In 2009 we said hello to The Goodbye Economy, a year of forced farewells and involuntary partings.

Some of those adieus are permanent, while some may give way to reunions over time. Which turn out to be which will be one of the fascinating subjects to watch in 2010.

Tacoma, for example, was told “see ya later” by Russell Investments, which apparently figures it can say howdy to a better class of people than it has been employing and associating with down here.

It’s not just the company that will be hitting I-5 northbound. Also headed out of town are visions of downtown Tacoma, anchored by major employers like Russell, as a revitalized place to live, work and play, as well as the now-forlorn hope that just maybe Tacoma could nurture its own significant companies without having them move or be picked off by outsiders.

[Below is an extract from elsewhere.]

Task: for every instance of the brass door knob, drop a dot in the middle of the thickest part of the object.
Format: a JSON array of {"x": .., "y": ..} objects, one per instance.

Russell and its parent aren’t likely to rethink their decision to skedaddle. Tacoma will hold out hope, however faint, that those visions haven’t said “so long” for good as well

The Puget Sound region, meanwhile, said goodbye to exclusivity for Boeing’s commercial aerospace production capacity. It’s not just building the 787 that now has to be shared with South Carolina. Also lifting off from the region’s runways and disappearing into the clouds are the long-term prospects for the entire aerospace sector in Washington state as well. Whether those prospects will return for a landing here will depend on just how serious Boeing is about its reassurances the region will continue to matter for producing the company’s jetliners.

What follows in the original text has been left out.